What is OCaml?
Table of contents
OCaml is a general purpose programming language
with an emphasis on expressiveness and safety. Developed for more than
20 years at Inria by a group of leading
researchers, it has an advanced type system that helps catch your
mistakes without getting in your way.
It's used in environments where a single mistake can cost
millions and speed matters, is supported by an
active community, and has a rich set of
libraries and development tools.
For all its power, OCaml is also pretty simple, which is one reason it's often used as a teaching language.
See “A History of OCaml” for an account of the origins of the language.
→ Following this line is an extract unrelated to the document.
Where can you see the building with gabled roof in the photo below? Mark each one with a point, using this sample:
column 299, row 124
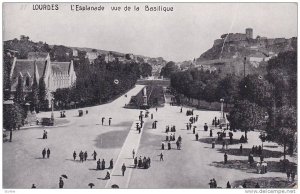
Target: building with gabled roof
column 55, row 74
The OCaml language offers:
- A powerful type system, equipped with parametric polymorphism and type inference. For instance, the type of a collection can be parameterized by the type of its elements. This allows defining some operations over a collection independently of the type of its elements: sorting an array is one example. Furthermore, type inference allows defining such operations without having to explicitly provide the type of their parameters and result.
- User-definable algebraic data types and pattern-matching. New algebraic data types can be defined as combinations of records and sums. Functions that operate over such data structures can then be defined by pattern matching, a generalized form of the well-known switch statement, which offers a clean and elegant way of simultaneously examining and naming data.
- Automatic memory management, thanks to a fast, unobtrusive, incremental garbage collector.
- Separate compilation of standalone applications. Portable bytecode compilers allow creating stand-alone applications out of Caml Light or OCaml programs. A foreign function interface allows OCaml code to interoperate with C code when necessary. Interactive use of OCaml is also supported via a “read-evaluate-print” loop.
In addition, OCaml features:
- A sophisticated module system, which allows organizing modules hierarchically and parameterizing a module over a number of other modules.
- An expressive object-oriented layer, featuring multiple inheritance, parametric and virtual classes.
- Efficient native code compilers. In addition to its bytecode compiler, OCaml offers a compiler that produces efficient machine code for many architectures.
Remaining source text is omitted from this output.